Moody zwraca uwagę, że drugi raz w tym roku ludzie z Fed sygnalizują zbliżającą się podwyżkę stóp i potem się wycofują „w przekonaniu, że utrzymali swoją wiarygodność”.
- O ile już się to nie stało, to Fed jest zatrważająco blisko jej utraty – powiedział.
W środę Janet Yellen, szefowa Fed, zasygnalizowała iż podwyżka jeszcze w tym roku byłaby „właściwa”, bo pozwoliłoby to zapobiec większym zagrożeniom dla gospodarki. Choć wielu ekonomistów uznało to za zapowiedź podwyżki w grudniu, to wątpliwości pozostały. W kwietniu sygnał z Fed sugerował podwyżkę w czerwcu, ale w maju słabe dane z rynku pracy spowodowały, że stopy nie drgnęły.

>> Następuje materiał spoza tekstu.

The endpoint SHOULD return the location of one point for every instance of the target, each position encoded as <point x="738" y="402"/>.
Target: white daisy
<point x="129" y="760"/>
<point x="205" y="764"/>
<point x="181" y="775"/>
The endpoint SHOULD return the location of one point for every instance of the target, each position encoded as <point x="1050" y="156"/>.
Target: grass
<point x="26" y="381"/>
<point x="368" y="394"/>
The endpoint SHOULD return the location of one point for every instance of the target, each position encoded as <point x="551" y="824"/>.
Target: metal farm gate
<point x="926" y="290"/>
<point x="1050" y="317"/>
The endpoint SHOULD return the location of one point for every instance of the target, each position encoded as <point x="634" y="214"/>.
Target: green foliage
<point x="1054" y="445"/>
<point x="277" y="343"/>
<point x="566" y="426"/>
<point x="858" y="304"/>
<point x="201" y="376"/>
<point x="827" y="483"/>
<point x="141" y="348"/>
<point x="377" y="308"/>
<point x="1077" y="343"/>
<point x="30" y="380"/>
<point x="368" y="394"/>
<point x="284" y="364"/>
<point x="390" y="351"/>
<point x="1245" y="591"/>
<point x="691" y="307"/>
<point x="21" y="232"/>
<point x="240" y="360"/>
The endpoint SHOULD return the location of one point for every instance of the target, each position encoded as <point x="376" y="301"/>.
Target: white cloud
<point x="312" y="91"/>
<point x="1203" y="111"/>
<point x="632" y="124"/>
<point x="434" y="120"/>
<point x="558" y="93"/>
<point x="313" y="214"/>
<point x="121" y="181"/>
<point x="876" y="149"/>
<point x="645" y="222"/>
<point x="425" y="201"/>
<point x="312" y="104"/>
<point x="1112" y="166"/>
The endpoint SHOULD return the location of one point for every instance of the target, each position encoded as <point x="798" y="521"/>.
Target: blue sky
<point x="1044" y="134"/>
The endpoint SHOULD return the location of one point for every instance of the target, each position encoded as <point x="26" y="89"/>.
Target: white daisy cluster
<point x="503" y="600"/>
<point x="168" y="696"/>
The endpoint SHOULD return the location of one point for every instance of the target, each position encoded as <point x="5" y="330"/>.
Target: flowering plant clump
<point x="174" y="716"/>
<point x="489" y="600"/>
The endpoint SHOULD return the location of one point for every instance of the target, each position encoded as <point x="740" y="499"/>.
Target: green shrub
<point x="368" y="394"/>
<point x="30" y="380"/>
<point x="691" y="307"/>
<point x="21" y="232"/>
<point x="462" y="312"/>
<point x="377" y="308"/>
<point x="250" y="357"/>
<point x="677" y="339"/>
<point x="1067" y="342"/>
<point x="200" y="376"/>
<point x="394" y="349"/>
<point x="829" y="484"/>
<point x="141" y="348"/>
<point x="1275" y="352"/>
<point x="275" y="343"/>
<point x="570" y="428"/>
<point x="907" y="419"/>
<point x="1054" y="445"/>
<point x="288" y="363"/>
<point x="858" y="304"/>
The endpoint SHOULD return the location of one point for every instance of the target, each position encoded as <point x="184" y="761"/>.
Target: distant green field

- Pozostawienie trzymiesięcznego „okna” po prostu pozostawia tyle czasu na to, aby wydarzyło się coś złego i zapobiegło podwyżce w grudniu – uważa Moody.
Ekonomiści z Goldman Sachs także uważają, że grudniowa podwyżka stóp nie jest przesądzona.
- Środowa decyzja pokazuje, że w obliczu sprzecznych sygnałów, skupiony na zarządzaniu ryzykiem FOMC może skłaniać się do „wstrzymania ognia” - napisał Zach Pandl, ekonomista z Goldman Sachs.
Tom Porcelli, główny ekonomista ds. USA w RBC Capital Markets podkreśla, że „ci wszyscy, którzy mają krótką pamięć, powinni pamiętać, że ten Fed łatwo zmienia zdanie”.